Unlike previous administrations, which had a clear agenda before being elected, Israel is facing an administration with an undefined policy on Middle Eastern affairs. Israel’s conduct will be significant in determining the Trump administration’s policy.
Israel and the US have a solid basis of shared values and interests. There is no alternative to the US as the most important world power supporting Israel. Neither Russia nor China help Israel’s security with billions of dollars or supply modern arms systems to reinforce the IDF. Nor are they the ones that veto anti-Israel resolutions at the Security Council.

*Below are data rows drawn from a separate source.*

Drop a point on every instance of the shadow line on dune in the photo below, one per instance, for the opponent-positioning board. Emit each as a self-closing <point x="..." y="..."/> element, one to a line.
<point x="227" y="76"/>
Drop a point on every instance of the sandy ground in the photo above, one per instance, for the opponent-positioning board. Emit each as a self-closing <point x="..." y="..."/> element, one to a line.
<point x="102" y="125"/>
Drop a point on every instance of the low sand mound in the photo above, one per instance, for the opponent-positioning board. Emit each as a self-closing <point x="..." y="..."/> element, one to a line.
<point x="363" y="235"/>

Although foreign policy was not a significant factor in the elections, Trump voiced a pro-Israel position despite problematic comments he had made in the past. Israel has an opportunity to turn over a new leaf, influence the policy—and be an integral part of it. When the prime minister is invited to the White House, he should reach understandings with the president on six important points which will serve as the basis for restoring the special relations and strengthening the strategic alliance between the two countries.
First of all, the trust that was lost during the Obama era must be restored: The leaders should present their top interests and red lines to each other. It’s important that they agree not to surprise each other. Renewing the relationship between the president and prime minister is extremely important.

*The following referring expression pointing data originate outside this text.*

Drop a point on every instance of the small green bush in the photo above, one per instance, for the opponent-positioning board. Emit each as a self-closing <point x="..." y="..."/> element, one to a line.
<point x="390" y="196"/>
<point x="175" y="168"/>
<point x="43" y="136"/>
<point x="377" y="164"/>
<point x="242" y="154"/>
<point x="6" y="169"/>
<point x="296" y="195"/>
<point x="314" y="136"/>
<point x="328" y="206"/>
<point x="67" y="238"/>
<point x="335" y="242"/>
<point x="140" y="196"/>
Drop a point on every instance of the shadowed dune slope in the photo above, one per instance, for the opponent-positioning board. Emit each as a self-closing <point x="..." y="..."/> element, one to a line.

Secondly, it should be noted that the US pursued a foreign policy that negatively affected its relations with its allies in the region. Not just Israel, but also Egypt, Saudi Arabia and Turkey want to see a different policy. Israel’s good relations with Egypt and Jordan, its common interests with Saudi Arabia and a renewal of its relations with Turkey could serve as a basis for a strong alliance which will better deal with the challenges.
The third point has to do with the crisis in Syria. The 500,000 people who have died, the 2 million who have been injured and the 10 million refugees are a moral stain on the Western world. We must examine how the US and its allies shape a different strategy vis-à-vis the Russians and the Iranians who support the murderous Assad regime.

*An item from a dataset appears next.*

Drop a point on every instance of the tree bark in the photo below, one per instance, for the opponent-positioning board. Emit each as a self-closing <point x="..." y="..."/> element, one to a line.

The fourth point is Iran, the most significant threat to Israel in the long run. The nuclear agreement is an established fact, and in the short run its risks are low compared to other alternatives. It is unlikely that the Trump administration will cancel it. Nonetheless, this is a problematic agreement in the long run, when the Iranians receive legitimacy for a wide, advanced nuclear program and are at point-blank range from a bomb. The Israelis and Americans should agree on the principle that a regime calling for Israel’s destruction will not receive legitimacy for a wide nuclear program, as the agreement gives Iran in another decade. We must restore full intelligence coordination to uncover Iranian violations and reach an agreement that the US will give Israel all the operational abilities to act, if all other alternatives are exhausted.
The fifth point is the peace process. The change of president is an opportunity to look into new paradigms for agreements combining the Arab world. New ideas which will preserve the two-state idea as possible but will recognize the impossibility of reaching a permanent agreement at this time. Renewing the understandings according to the George W. Bush letter from 2004, which US President Barack Obama and Prime Minister Benjamin Netanyahu ignored, is a first step. Building in Jerusalem’s Jewish neighborhoods cannot be seen as equal to building in areas that will not be part of Israel. Such an agreement will significantly reduce the tension around the settlement issue, which has poisoned the relations.
Finally, Israel’s security, as a fundamental part of the relations, should be validated and reinforced: the multi-year aid, maintaining the relative advantage in weapon systems, supporting missile defense programs and the agreements on the special strategy abilities attributed to Israel will all strengthen the special relations between the two countries and serve as a basis for diplomatic breakthroughs.
Major-General (res.) Amos Yadlin is the director of Tel Aviv University’s Institute for National Security Studies (INSS) and served as head of the IDF's Military Intelligence Directorate.